Rishwain works alongside Dylan Lindsey to create the tone of the play through lighting. As the plays includes a cast that is largely composed of ghosts, dark lighting is used to help set an eerie tone and create shadows. One type they use is a rotating Gobo light which includes a piece of aluminum that is placed in front of a light to create different shapes and types of lighting effects.
Spotlighting is another type of lighting that is used throughout the play to highlight specific characters when they are either singing a solo or to draw attention to them while they are singing in a crowd.
“I am working the spotlight so I am in the balcony for a couple of hours,” crew member junior Elianna Scheide said. “It’s really fun being on lighting.”
“The Secret Garden” provided multiple challenges for costume designer Lauren Fonville and her team. According to Fonville, incorporating the 1906 time period’s style into the costumes was difficult, yet interesting.
The crew researched about Edwardian and Victorian dresses and looked at previous performances of the musical for ideas prior to designing.
“1906 is technically in the Edwardian period but I wanted it to look a little more Victorian because the story is very Victorian,” Fonville said.
Finding costumes from the early twentieth century proved to be difficult. Most of the costumes were rented from a costume house.
“It was so hard finding costumes because there is not a lot out there from this time era,” junior crew member Ashley Beadle said.
Additionally, the team had to look at distinct fashion styles of the two settings of the musical: England and India.
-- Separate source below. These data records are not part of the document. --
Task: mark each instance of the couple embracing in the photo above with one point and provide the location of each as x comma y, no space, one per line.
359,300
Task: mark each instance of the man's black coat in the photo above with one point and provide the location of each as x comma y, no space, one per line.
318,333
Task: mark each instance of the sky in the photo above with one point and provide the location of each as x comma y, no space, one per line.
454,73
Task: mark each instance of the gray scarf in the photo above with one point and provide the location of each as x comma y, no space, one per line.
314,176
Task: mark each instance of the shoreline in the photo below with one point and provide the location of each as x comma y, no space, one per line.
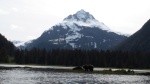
117,71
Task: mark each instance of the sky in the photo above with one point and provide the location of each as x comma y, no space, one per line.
25,20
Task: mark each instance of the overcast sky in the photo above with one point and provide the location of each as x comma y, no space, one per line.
28,19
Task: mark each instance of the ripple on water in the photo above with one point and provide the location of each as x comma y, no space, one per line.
25,76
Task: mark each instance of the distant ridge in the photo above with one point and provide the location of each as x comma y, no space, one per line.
139,41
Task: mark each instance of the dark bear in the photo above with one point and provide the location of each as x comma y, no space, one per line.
78,68
88,67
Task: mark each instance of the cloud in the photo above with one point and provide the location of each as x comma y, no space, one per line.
3,12
15,27
15,9
30,38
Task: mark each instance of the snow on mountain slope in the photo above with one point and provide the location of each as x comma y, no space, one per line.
80,30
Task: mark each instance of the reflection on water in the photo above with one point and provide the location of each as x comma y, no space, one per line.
28,76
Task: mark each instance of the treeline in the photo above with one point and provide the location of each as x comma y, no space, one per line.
79,57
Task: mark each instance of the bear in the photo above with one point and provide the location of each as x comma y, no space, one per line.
78,68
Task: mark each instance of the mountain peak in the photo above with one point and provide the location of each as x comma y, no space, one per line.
80,16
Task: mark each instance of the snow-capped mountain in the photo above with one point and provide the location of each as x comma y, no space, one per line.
80,30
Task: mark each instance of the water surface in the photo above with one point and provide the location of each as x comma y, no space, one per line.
33,76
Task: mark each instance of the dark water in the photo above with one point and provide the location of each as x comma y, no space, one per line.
28,76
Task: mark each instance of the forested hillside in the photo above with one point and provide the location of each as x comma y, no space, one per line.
6,49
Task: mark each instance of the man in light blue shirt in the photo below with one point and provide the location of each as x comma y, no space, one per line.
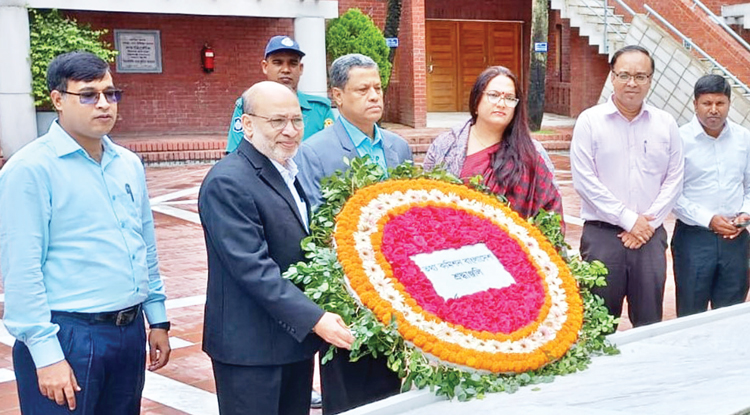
282,63
78,255
355,85
710,244
366,146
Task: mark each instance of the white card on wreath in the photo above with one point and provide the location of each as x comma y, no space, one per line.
467,270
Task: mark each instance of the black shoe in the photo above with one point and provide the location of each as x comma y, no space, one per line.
316,401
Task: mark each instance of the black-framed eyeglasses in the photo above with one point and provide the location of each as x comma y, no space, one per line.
112,96
639,78
279,123
494,97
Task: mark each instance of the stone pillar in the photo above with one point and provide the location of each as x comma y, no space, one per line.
538,63
17,114
310,33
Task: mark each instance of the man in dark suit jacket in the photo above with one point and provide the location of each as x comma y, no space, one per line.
260,330
356,89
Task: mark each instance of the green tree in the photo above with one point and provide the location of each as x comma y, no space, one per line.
355,32
53,34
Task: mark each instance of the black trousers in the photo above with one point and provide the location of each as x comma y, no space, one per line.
264,390
346,385
636,274
708,269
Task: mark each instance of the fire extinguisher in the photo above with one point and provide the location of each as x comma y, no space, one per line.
207,58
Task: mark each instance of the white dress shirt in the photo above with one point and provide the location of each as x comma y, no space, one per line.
623,168
288,173
717,173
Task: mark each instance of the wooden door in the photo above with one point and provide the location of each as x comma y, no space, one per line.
442,58
504,40
458,51
472,38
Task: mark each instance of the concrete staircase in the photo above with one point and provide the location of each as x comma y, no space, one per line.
601,25
677,68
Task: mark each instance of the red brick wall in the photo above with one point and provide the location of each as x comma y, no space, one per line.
695,24
183,99
715,5
582,69
376,9
479,9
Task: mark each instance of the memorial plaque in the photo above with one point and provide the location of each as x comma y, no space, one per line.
139,51
470,269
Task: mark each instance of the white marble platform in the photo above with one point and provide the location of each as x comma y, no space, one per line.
694,365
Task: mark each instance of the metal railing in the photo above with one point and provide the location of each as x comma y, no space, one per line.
720,21
626,7
697,48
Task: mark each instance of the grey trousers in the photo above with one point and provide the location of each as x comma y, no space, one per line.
636,274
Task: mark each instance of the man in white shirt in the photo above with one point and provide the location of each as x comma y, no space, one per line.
626,160
710,245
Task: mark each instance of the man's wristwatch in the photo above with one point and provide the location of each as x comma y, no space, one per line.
165,325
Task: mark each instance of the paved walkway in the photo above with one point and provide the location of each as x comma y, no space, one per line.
186,385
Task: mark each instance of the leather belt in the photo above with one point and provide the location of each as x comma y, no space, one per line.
122,317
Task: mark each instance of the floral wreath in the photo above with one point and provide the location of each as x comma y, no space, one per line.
488,341
514,329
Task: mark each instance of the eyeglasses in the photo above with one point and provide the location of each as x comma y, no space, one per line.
280,123
112,96
494,97
624,77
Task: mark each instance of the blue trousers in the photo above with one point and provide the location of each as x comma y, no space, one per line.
108,362
708,269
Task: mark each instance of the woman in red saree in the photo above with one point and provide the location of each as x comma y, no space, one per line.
496,143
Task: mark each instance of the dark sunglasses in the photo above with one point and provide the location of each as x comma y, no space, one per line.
112,96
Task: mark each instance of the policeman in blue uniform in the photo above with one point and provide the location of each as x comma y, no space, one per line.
283,64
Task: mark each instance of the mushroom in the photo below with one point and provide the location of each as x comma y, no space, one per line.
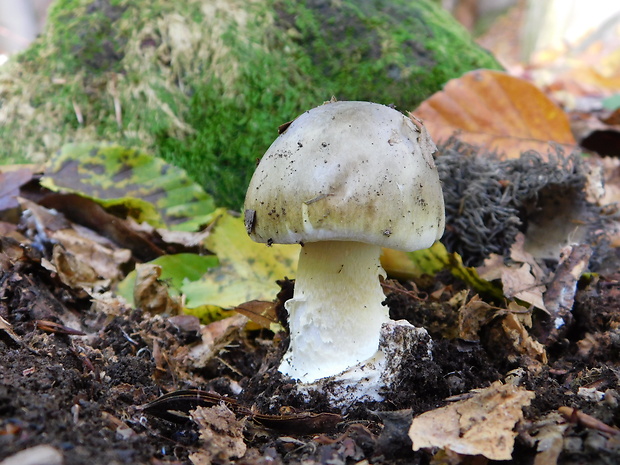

Director Herb Hall provided his own mission for his crew members when he asked that the ensemble cast to be dressed in white, due to the supernatural nature of the characters.
“Not only did we have to find all of these historically accurate costumes, but they also had to be white,” Fonville said.
However, the solid white proved to be disappointing, Fonville and Beadle agreed, thus the crew had to embellish the costumes. The white dresses were decorated with trims and flowers in order to include color into the blank canvas. The incorporated colors resembled the colors used to decorate the garden by the musical’s set designer Annie Terry.
“It’s very time consuming but its so much fun when you see them on the stage, especially when you put your own spin on the clothes,” Beadle said.